Oktay Kayalp, the mayor of Magusa says, "Of course, the fanatical ones who were opposing reconciliation came up with a reaction. But if you compare it to the rest of the community, it was a weak sound, I can say. And the rest of the people, who were willing to reconcile, were very supportive."
Although local government officials are willing to talk about raising awareness and sponsorship for restoration, it is more difficult to get the Turkish army to stop offloading tanks at the port of Famagusta.
The vibrations as they drive next to the medieval battlements are damaging the fabric of the walled city.
But the elements and centuries of abandonment are causing damage as well. The corrosive sea air is eating into the masonry of many of the churches.
Others without roofs are collapsing in on themselves. An international team of academics is currently trying to calculate the total cost of saving the walled city and is due to report back later this year.
The cause is being helped by a documentary called "The Stones of Famagusta," exquisitely filmed by an expatriate British director, Dan Frodsham, who lives in the old town, and narrated by Allan Langdale, a Canadian producer and historian.
With the soaring tones of Faure's Requiem in the background, Mr Langdale laments: "These ancient stones speak not only of a rise and fall not only of a city, but of great empires. The remarkable structures of Famagusta are in great need of repair and the attention of professional conservation.

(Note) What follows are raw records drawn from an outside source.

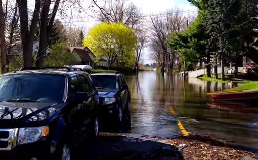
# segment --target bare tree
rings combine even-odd
[[[146,42],[146,34],[145,32],[141,32],[137,37],[137,44],[135,48],[135,66],[137,71],[139,70],[139,64],[142,56],[142,50],[145,47]]]
[[[152,56],[157,61],[158,66],[164,74],[165,68],[171,72],[177,53],[169,49],[166,41],[173,32],[180,32],[186,28],[187,19],[181,14],[178,8],[168,10],[157,16],[150,16],[150,30]]]
[[[23,48],[23,66],[33,65],[33,44],[37,24],[39,20],[41,1],[35,0],[32,20],[29,29],[28,18],[28,2],[27,0],[17,0],[20,12],[20,27],[21,38]]]
[[[53,8],[50,13],[51,0],[45,0],[42,3],[41,13],[39,48],[36,61],[36,66],[41,66],[44,63],[46,52],[51,35],[54,21],[57,14],[60,0],[55,0]],[[50,14],[50,18],[49,15]]]
[[[1,51],[1,71],[2,73],[8,72],[6,58],[6,45],[5,37],[5,13],[3,10],[2,1],[0,0],[0,50]],[[6,14],[6,12],[5,14]]]
[[[78,44],[80,39],[81,30],[72,27],[65,26],[67,45],[70,47],[80,46],[81,43]]]

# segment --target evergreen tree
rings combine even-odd
[[[82,30],[81,30],[80,32],[80,34],[79,35],[79,39],[78,41],[78,46],[83,46],[83,39],[85,37],[83,32]]]

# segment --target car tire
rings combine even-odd
[[[118,105],[117,111],[115,116],[115,123],[118,127],[120,127],[123,119],[123,112],[121,105]]]
[[[100,119],[99,117],[96,117],[94,121],[94,137],[95,138],[98,138],[99,137],[99,135],[100,133]]]
[[[70,143],[62,141],[56,146],[55,152],[51,155],[50,159],[70,160],[71,159],[72,146]]]
[[[71,148],[68,143],[64,143],[63,146],[63,152],[62,154],[62,160],[71,159]]]

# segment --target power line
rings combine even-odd
[[[143,17],[151,17],[151,16],[161,16],[161,15],[169,15],[175,13],[180,13],[181,14],[185,14],[188,13],[191,13],[193,12],[197,11],[197,10],[186,10],[186,11],[182,11],[180,12],[170,12],[170,13],[164,13],[164,14],[156,14],[156,15],[145,15],[143,16]],[[69,19],[76,19],[76,18],[82,18],[80,17],[72,17],[71,18],[67,18]],[[81,23],[81,22],[101,22],[101,20],[88,20],[88,21],[64,21],[64,22],[61,22],[60,23]]]
[[[236,1],[236,0],[234,0],[233,2],[232,2],[232,3],[231,4],[230,4],[230,5],[229,6],[229,7],[228,7],[228,8],[227,8],[227,9],[226,9],[226,10],[222,13],[222,14],[221,14],[220,16],[218,17],[217,18],[216,18],[214,20],[213,20],[213,21],[211,21],[211,23],[212,23],[213,22],[218,20],[219,19],[220,19],[223,15],[223,14],[228,10],[229,9],[229,8],[230,8],[230,7],[233,5],[233,4],[235,2],[235,1]],[[217,23],[217,24],[218,24]],[[206,25],[205,25],[205,26],[204,26],[203,27],[201,27],[200,29],[198,29],[197,31],[194,32],[194,33],[196,33],[196,32],[199,32],[200,30],[202,30],[202,29],[204,28],[205,27],[207,27],[208,26],[208,24],[207,24]]]
[[[249,20],[248,20],[248,21],[245,21],[245,22],[244,22],[244,23],[242,23],[242,24],[239,24],[239,25],[238,25],[238,26],[236,26],[236,27],[234,27],[234,28],[232,28],[232,29],[230,29],[230,30],[227,30],[227,31],[225,31],[225,32],[224,32],[222,33],[222,34],[220,34],[220,35],[219,35],[216,36],[214,38],[217,38],[218,37],[219,37],[219,36],[221,36],[221,35],[223,35],[223,34],[226,34],[226,33],[228,33],[228,32],[229,32],[230,31],[232,31],[232,30],[234,30],[234,29],[236,29],[236,28],[238,28],[238,27],[240,27],[240,26],[242,26],[243,25],[245,24],[245,23],[246,23],[248,22],[249,21],[250,21],[252,20],[253,19],[254,19],[255,18],[255,17],[252,17],[252,18],[251,18],[251,19],[249,19]]]

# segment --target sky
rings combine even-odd
[[[142,13],[145,15],[152,15],[162,13],[172,8],[178,8],[182,11],[189,11],[186,14],[196,14],[194,11],[197,11],[196,7],[191,5],[190,3],[187,0],[127,0],[132,2],[136,6],[141,9]],[[89,6],[91,0],[81,0],[81,6]],[[100,6],[101,6],[100,1],[97,1]],[[35,1],[28,0],[29,8],[33,9]],[[95,7],[95,9],[98,10],[98,8]],[[194,12],[193,12],[194,11]],[[71,12],[70,10],[67,11],[67,15],[72,15],[69,12]],[[71,18],[68,16],[63,18],[63,16],[57,14],[56,18],[61,19],[61,21],[64,24],[72,27],[79,28],[84,30],[85,34],[87,33],[94,25],[98,24],[100,22],[96,20],[96,17],[97,14],[93,13],[92,10],[85,8],[82,12],[74,13],[73,11],[72,16]],[[92,16],[93,15],[93,16]],[[145,64],[151,63],[153,62],[149,57],[149,53],[151,52],[148,47],[143,50],[143,54],[142,57]]]

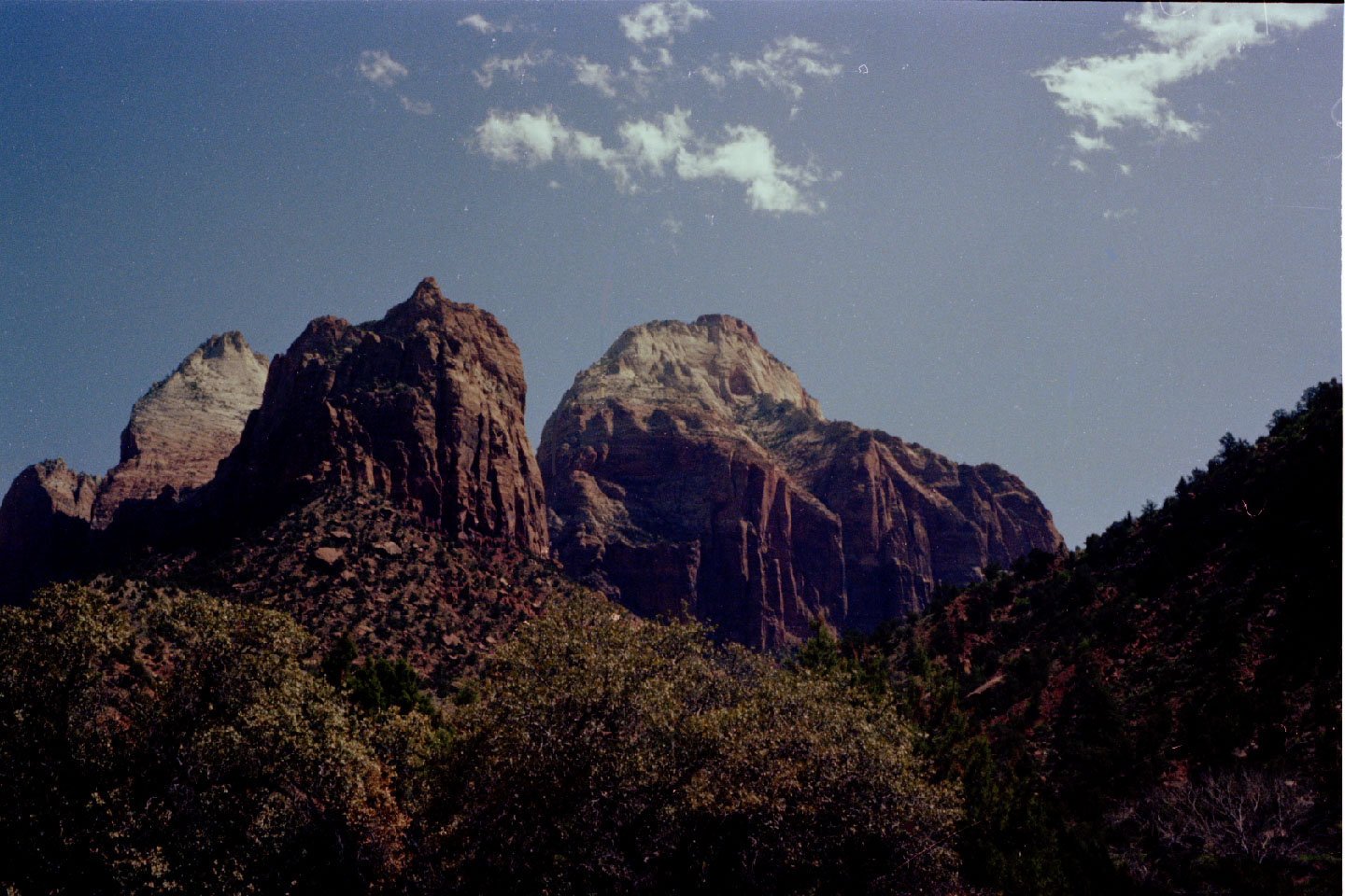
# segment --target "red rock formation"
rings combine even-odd
[[[272,361],[203,501],[246,513],[321,486],[370,488],[451,535],[546,553],[525,395],[506,329],[425,279],[382,321],[312,321]]]
[[[0,501],[0,604],[22,603],[35,587],[82,568],[98,484],[59,458],[15,477]]]
[[[93,505],[93,525],[106,528],[128,500],[182,494],[215,476],[238,445],[266,384],[266,356],[242,334],[211,336],[155,383],[130,410],[121,433],[121,462],[108,472]]]
[[[756,647],[806,637],[819,615],[872,627],[937,580],[1060,544],[1015,477],[824,420],[724,316],[627,330],[576,377],[539,458],[572,574]]]

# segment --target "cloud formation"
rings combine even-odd
[[[728,125],[724,140],[697,137],[689,113],[675,109],[658,121],[632,120],[617,128],[619,146],[566,126],[550,107],[503,114],[491,111],[476,128],[473,144],[495,161],[535,168],[553,160],[592,163],[623,188],[636,189],[636,175],[681,180],[728,180],[745,187],[755,211],[814,214],[826,208],[803,193],[816,183],[811,167],[788,165],[769,136],[749,125]]]
[[[709,12],[691,5],[690,0],[672,0],[646,3],[635,12],[621,16],[619,21],[625,39],[643,47],[650,40],[671,43],[674,34],[685,34],[691,30],[693,21],[709,17]]]
[[[495,24],[494,21],[491,21],[479,12],[473,12],[469,16],[463,16],[461,19],[457,20],[457,24],[467,26],[468,28],[475,28],[482,34],[495,34],[498,31],[507,34],[514,30],[514,23],[503,21],[500,24]]]
[[[755,78],[763,87],[781,90],[798,99],[803,95],[800,78],[835,78],[845,71],[841,63],[829,62],[829,55],[822,44],[790,35],[776,38],[761,52],[760,59],[733,56],[729,60],[729,73],[734,78]],[[716,85],[705,71],[701,77]],[[722,86],[722,81],[717,86]]]
[[[434,106],[422,99],[412,99],[410,97],[406,95],[399,97],[399,99],[402,101],[402,109],[405,109],[406,111],[414,113],[417,116],[434,114]]]
[[[358,70],[360,77],[379,87],[391,87],[409,74],[406,66],[383,50],[366,50],[359,54]]]
[[[1099,149],[1111,149],[1111,144],[1107,142],[1106,137],[1089,137],[1081,130],[1075,130],[1069,134],[1075,141],[1075,148],[1079,152],[1098,152]]]
[[[476,71],[476,83],[479,83],[483,89],[490,90],[491,85],[495,83],[495,75],[502,73],[522,81],[527,77],[529,69],[546,64],[551,60],[551,55],[550,50],[543,50],[535,54],[525,51],[522,55],[511,59],[491,56],[483,62],[480,70]]]
[[[1322,5],[1146,4],[1126,15],[1147,47],[1114,56],[1060,59],[1033,71],[1067,114],[1098,130],[1139,125],[1197,140],[1201,126],[1181,118],[1159,93],[1212,71],[1245,47],[1267,43],[1274,28],[1309,28],[1326,20]]]
[[[612,86],[612,66],[600,62],[589,62],[588,56],[570,56],[574,67],[574,82],[585,87],[593,87],[604,97],[615,97],[616,87]]]

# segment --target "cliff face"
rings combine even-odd
[[[757,647],[806,637],[818,615],[872,627],[937,580],[1060,544],[1015,477],[827,422],[724,316],[627,330],[576,377],[539,458],[572,574]]]
[[[15,477],[0,501],[0,604],[20,603],[36,586],[81,568],[98,485],[97,476],[62,459]]]
[[[247,512],[320,486],[371,488],[449,535],[546,553],[525,396],[504,328],[425,279],[383,320],[319,317],[274,359],[203,502]]]
[[[266,367],[266,356],[233,332],[211,336],[155,383],[130,410],[121,462],[93,504],[94,528],[106,528],[124,501],[155,500],[164,489],[182,494],[214,478],[261,404]]]

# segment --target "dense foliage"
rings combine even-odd
[[[1060,556],[853,638],[1014,893],[1338,892],[1341,388]]]
[[[0,884],[370,892],[406,818],[288,618],[56,587],[0,609]]]
[[[433,715],[355,661],[203,595],[0,611],[0,887],[958,892],[956,795],[833,676],[596,599]]]

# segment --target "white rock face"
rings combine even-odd
[[[155,383],[130,410],[121,462],[108,472],[93,505],[94,528],[106,528],[122,501],[208,482],[261,404],[268,365],[233,332],[211,336]]]
[[[761,348],[751,326],[728,314],[632,326],[574,377],[569,395],[652,406],[675,395],[678,403],[698,402],[729,419],[771,395],[823,419],[794,371]]]

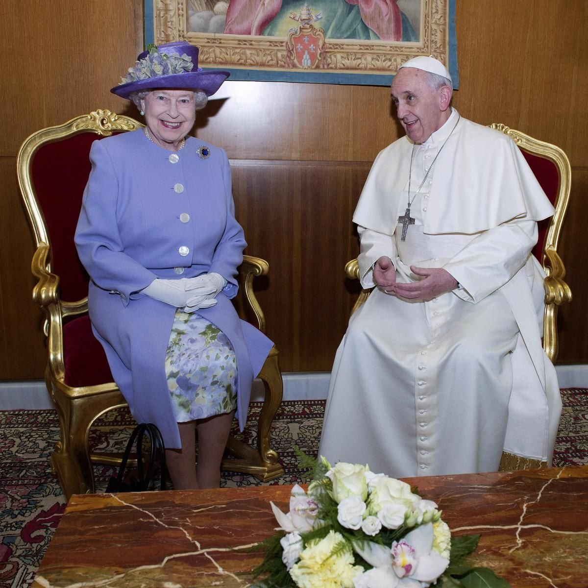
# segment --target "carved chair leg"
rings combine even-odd
[[[226,448],[234,457],[223,459],[221,467],[223,470],[250,474],[262,482],[268,482],[284,473],[278,460],[278,453],[269,443],[272,422],[282,402],[283,390],[275,348],[270,352],[258,377],[265,387],[265,399],[258,420],[258,450],[231,436]]]
[[[49,463],[69,500],[72,494],[95,492],[88,445],[89,429],[98,416],[121,406],[124,399],[118,390],[95,397],[71,398],[61,390],[54,390],[51,396],[59,419],[59,440]]]
[[[270,429],[283,395],[278,350],[275,347],[265,360],[259,377],[265,387],[265,400],[258,421],[258,450],[262,461],[268,466],[273,466],[278,463],[278,453],[270,445]]]

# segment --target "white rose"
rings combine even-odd
[[[382,529],[382,522],[377,517],[366,517],[362,522],[362,530],[366,534],[373,537]]]
[[[337,506],[337,520],[344,527],[357,530],[362,526],[366,507],[361,496],[349,496]]]
[[[368,496],[368,480],[366,468],[358,464],[339,462],[327,472],[333,480],[333,499],[338,503],[349,496],[360,496],[365,500]]]
[[[282,561],[286,569],[289,570],[300,559],[300,552],[304,549],[302,537],[295,531],[289,533],[280,539],[280,544],[283,550]]]
[[[394,588],[397,585],[398,579],[387,567],[373,567],[353,578],[354,588]]]
[[[416,504],[416,510],[419,513],[417,523],[430,523],[439,513],[437,503],[432,500],[419,500]]]
[[[374,489],[379,480],[382,478],[387,477],[385,474],[375,474],[373,472],[370,472],[369,469],[366,470],[365,476],[368,482],[368,490],[370,492]]]
[[[387,529],[397,529],[405,521],[407,506],[400,502],[386,502],[377,513],[377,518]]]

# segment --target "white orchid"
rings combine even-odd
[[[286,533],[306,533],[312,529],[316,518],[318,505],[303,489],[296,484],[290,493],[290,511],[283,513],[273,502],[272,510],[279,527]]]
[[[425,588],[430,586],[449,564],[449,559],[433,550],[433,525],[427,523],[417,527],[400,541],[395,541],[392,548],[372,542],[361,546],[354,544],[355,551],[376,570],[362,574],[356,579],[356,586]]]

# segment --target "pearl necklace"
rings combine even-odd
[[[148,138],[148,139],[149,139],[149,141],[151,141],[151,142],[152,142],[152,143],[153,144],[153,145],[155,145],[155,141],[154,141],[153,140],[153,139],[152,139],[152,138],[151,138],[151,133],[150,133],[150,132],[149,132],[149,129],[148,129],[146,126],[144,126],[144,127],[143,127],[143,133],[145,133],[145,136],[146,136],[146,138]],[[186,145],[186,138],[185,138],[185,137],[184,137],[184,138],[182,139],[182,142],[181,142],[181,143],[180,143],[180,146],[179,146],[179,147],[178,147],[178,149],[177,149],[177,151],[181,151],[182,149],[183,149],[183,146],[184,146],[185,145]],[[170,149],[169,151],[172,151],[172,149]]]

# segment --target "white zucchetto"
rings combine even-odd
[[[398,69],[400,69],[402,68],[415,68],[416,69],[422,69],[423,71],[429,72],[430,74],[442,75],[453,83],[451,75],[447,68],[439,59],[436,59],[431,55],[429,55],[429,57],[425,57],[424,55],[413,57],[412,59],[409,59],[408,61],[403,63]]]

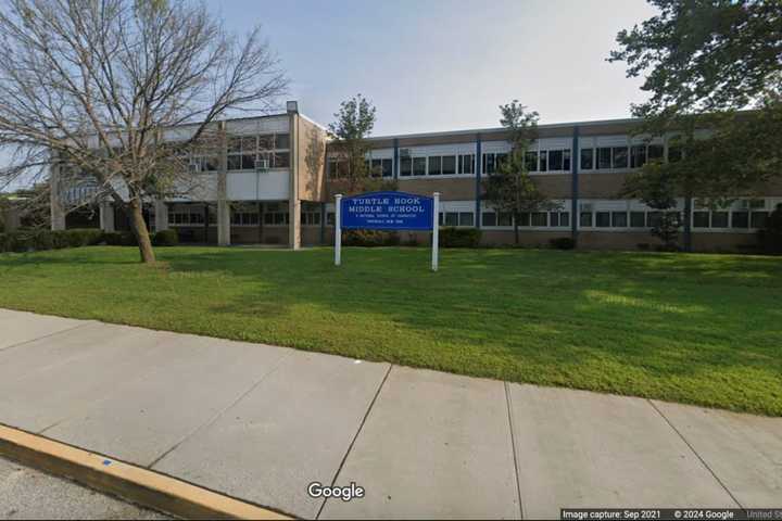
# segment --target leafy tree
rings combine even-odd
[[[331,175],[348,194],[371,190],[392,188],[393,182],[378,179],[380,171],[375,171],[367,162],[371,145],[367,138],[375,128],[377,109],[362,94],[340,103],[336,120],[328,126],[329,135],[335,142],[332,150],[338,158],[338,171]]]
[[[645,75],[638,131],[680,135],[681,161],[659,168],[688,202],[689,249],[693,196],[751,193],[782,171],[782,2],[648,1],[658,14],[621,30],[608,60]]]
[[[187,194],[204,177],[188,155],[224,147],[217,120],[273,106],[286,85],[260,27],[239,40],[203,4],[3,0],[0,152],[12,164],[0,186],[89,186],[92,203],[124,209],[153,263],[143,203]],[[165,138],[182,124],[182,141]]]
[[[538,113],[513,100],[501,105],[500,124],[507,129],[510,152],[500,163],[493,175],[483,181],[483,199],[497,212],[514,217],[514,240],[519,243],[519,220],[524,213],[541,212],[558,207],[538,188],[527,168],[527,151],[537,138]]]

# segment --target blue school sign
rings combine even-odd
[[[341,228],[364,230],[431,230],[434,200],[405,192],[369,192],[344,198]]]

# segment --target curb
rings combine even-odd
[[[176,478],[0,424],[0,455],[185,519],[292,519]]]

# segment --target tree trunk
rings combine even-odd
[[[130,208],[130,226],[139,243],[141,262],[144,264],[154,264],[154,251],[152,250],[152,241],[150,241],[147,223],[143,220],[141,198],[138,195],[134,196],[128,203],[128,206]]]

"Architectural history does not repeat itself. Once gone, these treasures of the world's artistic heritage will be lost forever."
Beneath an umbrella in the square next to St Nicholas', Mr Karoullas shares a weekly cup of coffee with primary school headmaster Yindirim Hasoglu.
If the peace talks succeed, the coffee could become a daily ritual.
"There is always goodwill between the ordinary people of Cyprus," says Mr Hasoglu.
"But I can't say the same about the politicians to be honest with you."